One view of morality held by many (most?) Christians is that, without God, anything goes. The argument is that if God did not exist then we have no moral absolutes to guide us in our everyday decisions about how we act. Julian Baggini, in his article for Guardian Unlimited entitled Grey Matters, takes one of the new Pope Benedict XVI's last speeches as a cardinal to examine this issue. Baggini refers to Ratzinger's argument that '[a]bsolute moral values had to be defended ... against the "dictatorship of relativism which does not recognise anything as definitive and has as its highest value one's own ego and one's own desires".' Baggini criticises what he sees as an erroneous simplistic black and white approach to morality when, in actual fact, shades of grey exist. Baggini writes:
We have known for a long time that orthodox religion has a preference for black-and-white certainties, but this crude dichotomy between the absolute moral truths of the church and the so-called laissez-faire relativism of the modern secular world is crassly simplistic. Yet perhaps we should thank Pope Benedict for bringing the issue to a head, for that might mean that at last it will be possible to confront and slay the myth that without God anything is permitted.

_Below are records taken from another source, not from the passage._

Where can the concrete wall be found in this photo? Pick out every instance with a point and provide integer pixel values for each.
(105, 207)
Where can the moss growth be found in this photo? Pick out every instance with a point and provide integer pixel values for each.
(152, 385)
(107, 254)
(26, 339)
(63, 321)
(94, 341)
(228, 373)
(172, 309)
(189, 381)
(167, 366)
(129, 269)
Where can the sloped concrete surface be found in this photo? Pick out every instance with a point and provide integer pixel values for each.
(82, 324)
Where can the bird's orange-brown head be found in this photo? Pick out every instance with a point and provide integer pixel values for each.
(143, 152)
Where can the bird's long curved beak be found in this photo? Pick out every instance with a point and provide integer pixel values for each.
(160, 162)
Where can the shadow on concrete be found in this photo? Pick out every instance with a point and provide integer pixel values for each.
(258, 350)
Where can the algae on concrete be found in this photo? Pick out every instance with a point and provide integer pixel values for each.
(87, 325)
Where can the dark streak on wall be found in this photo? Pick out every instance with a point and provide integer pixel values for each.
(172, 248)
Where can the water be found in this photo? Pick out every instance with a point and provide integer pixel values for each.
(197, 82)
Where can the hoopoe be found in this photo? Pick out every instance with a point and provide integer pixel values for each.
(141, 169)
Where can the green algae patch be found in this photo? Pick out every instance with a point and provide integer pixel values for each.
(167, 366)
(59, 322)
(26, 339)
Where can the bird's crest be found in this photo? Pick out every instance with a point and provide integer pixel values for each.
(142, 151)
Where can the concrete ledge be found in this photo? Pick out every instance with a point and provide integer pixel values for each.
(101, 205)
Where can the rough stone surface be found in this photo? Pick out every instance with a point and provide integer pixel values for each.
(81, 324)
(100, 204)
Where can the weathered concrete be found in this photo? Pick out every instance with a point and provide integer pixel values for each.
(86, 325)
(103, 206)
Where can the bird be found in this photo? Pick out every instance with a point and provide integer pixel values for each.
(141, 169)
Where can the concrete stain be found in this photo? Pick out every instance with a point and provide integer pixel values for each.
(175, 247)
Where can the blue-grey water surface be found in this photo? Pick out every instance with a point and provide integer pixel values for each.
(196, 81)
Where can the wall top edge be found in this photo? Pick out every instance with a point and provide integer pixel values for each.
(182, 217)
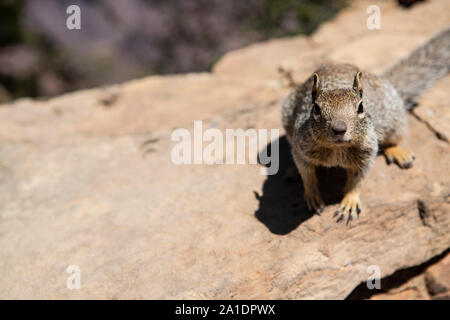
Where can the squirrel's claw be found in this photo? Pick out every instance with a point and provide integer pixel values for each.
(350, 206)
(403, 158)
(314, 203)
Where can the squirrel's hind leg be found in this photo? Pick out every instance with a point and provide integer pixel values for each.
(403, 158)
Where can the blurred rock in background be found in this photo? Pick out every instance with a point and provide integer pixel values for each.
(121, 40)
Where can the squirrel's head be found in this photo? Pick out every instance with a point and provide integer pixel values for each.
(338, 117)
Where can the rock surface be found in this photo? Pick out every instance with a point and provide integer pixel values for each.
(87, 180)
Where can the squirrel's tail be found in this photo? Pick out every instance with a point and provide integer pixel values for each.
(422, 68)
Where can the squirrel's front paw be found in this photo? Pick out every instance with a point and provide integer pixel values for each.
(314, 202)
(350, 206)
(403, 158)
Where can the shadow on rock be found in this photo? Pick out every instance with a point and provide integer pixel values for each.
(281, 206)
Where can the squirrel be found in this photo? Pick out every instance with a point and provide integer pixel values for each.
(342, 116)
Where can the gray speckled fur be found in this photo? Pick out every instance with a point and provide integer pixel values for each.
(382, 124)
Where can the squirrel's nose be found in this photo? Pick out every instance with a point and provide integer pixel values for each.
(339, 127)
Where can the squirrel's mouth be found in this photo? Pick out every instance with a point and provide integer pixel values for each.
(341, 141)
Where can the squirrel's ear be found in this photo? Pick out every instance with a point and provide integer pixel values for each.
(357, 85)
(316, 86)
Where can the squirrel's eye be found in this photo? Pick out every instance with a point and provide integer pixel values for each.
(360, 107)
(316, 109)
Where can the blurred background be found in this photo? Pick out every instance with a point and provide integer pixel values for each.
(121, 40)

This issue is something I have thought a lot about. I have to admit that, when I look at the way the atheists I know behave, they have a moral sensibility even without a belief in God. They are not moral anarchists. There may be some (or many) atheists who are also moral anarchists. However, identifying examples of atheists who are immoral or amoral does not help to answer the question as to whether or not one needs God (or a god) to determine moral values. We can find plenty examples of Christians who, despite theire belief in God, behave in immoral ways. The question is If God doesn't exist does that mean, by necessity, that there can't be any moral values? After discussing this issue with many people who are atheist (or agnostic or, even Christian) I have come to conclude that one does not need God to have a legitimate moral value system. There are other reasons for developing a mutually acceptable set of moral guidelines for individuals and society to follow: philosophical reasons, pragmatic reasons, and so on.

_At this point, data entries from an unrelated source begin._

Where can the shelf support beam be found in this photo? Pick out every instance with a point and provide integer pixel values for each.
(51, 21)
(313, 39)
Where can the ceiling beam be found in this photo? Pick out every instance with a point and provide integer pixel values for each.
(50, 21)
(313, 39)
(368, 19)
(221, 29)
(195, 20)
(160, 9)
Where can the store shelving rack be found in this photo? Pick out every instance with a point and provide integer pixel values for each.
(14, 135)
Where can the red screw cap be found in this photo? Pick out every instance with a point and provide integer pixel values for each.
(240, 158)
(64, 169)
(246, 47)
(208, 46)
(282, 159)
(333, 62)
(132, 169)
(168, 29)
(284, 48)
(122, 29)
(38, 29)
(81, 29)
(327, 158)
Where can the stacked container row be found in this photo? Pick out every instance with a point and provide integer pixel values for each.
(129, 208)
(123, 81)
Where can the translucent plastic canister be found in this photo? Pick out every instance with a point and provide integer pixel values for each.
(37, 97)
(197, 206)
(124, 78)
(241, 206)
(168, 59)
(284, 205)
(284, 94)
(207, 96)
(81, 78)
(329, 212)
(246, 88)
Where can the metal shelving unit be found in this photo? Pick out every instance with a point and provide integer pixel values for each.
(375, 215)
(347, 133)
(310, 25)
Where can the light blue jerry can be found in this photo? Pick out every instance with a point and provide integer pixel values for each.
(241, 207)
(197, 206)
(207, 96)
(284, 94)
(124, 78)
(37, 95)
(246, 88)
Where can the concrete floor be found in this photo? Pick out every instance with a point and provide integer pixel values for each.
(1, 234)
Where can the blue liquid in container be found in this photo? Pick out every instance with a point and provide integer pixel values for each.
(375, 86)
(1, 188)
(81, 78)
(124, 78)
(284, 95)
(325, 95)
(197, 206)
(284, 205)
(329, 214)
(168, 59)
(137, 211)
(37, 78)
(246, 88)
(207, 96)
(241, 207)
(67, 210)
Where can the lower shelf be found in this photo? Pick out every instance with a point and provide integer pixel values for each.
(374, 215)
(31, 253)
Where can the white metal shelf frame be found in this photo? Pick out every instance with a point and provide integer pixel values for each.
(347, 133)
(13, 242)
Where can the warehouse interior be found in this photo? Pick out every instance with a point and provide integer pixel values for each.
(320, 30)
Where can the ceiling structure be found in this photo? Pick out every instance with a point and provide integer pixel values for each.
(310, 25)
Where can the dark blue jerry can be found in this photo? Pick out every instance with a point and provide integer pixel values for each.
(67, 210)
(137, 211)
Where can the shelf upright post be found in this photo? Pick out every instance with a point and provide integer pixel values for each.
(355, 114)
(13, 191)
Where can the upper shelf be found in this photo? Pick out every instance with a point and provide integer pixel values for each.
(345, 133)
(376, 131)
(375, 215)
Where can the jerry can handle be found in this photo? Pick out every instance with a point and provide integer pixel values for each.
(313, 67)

This is not to say that God does not exist. I believe that God does exist. But if we tie the legitimation of our values exclusively to the existence of God then we have no reason to argue for their acceptance to a society, culture, or group that does not believe in God's existence. I once asked my students in a critical thinking class to imagine they were Christians (it was a mixed group of students at a University) who believed that abortion was immoral. They were asked to imagine being invited to a society of atheists to speak to them on why abortion should be made illegal -- what arguments would they present? One of the students (who happened to be a Christian) said he would say that God was against it. I asked him for the evidence for that claim and he said that the Bible said that God was against it.

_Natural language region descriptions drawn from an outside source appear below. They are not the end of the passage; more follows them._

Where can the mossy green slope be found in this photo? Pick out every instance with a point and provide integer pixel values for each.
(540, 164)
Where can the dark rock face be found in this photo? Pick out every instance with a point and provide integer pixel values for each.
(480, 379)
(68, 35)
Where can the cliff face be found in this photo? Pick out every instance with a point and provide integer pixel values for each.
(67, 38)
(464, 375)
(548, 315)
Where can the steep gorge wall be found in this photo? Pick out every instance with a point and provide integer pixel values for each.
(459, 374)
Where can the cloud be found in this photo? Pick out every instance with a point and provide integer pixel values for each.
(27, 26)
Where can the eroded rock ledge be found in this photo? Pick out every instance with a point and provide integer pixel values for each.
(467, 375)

I suggested to the student that his presentation would be entirely ineffective if he went to a group of atheists and argued his point of view from this basis. What good would it do to invoke God or the Bible when atheists didn't believe in the authority of either, let alone the existence of God? This student needed to think about the necessity of finding other reasons for his morality if he was going to communicate with a world that did not believe in God. As a result of the exercise, this student realised that there were other ways of arguing for morality other than appealing to God. If this is true, then there can be morals without God's existence and anything is not permissible.
Here's my challenge: Read Baggini's article and then consider how you would respond from a Christian point of view. Is it possible to agree with his essential point without giving up a belief in God? Do shades of grey really exist? Is it true to say that, if God did not exist, anything is permissible?
Baggini concludes his article with a challenge for each person to take responsiblity for ethics:
In the absence of a single moral authority, ethics is something we all have to take responsibility for. If we don't, then either anything really will go, or people will go back to the comfort Benedict XVI's certainty provides.
In the multicultural world of the 21st century we effectively live in a society without a single moral authority. Christians can no longer expect the rest of society to arbitrarily (from their point of view) base ethics in the existence of God. Rather than retreating into a Christian conclave shut away from the world, we will need to be involved by taking our place alongside others with the responsibility of developing a mutually agreed moral framework where the authority of God may be part of the Christian basis for moral thinking but which can no longer be imposed on the everyone else.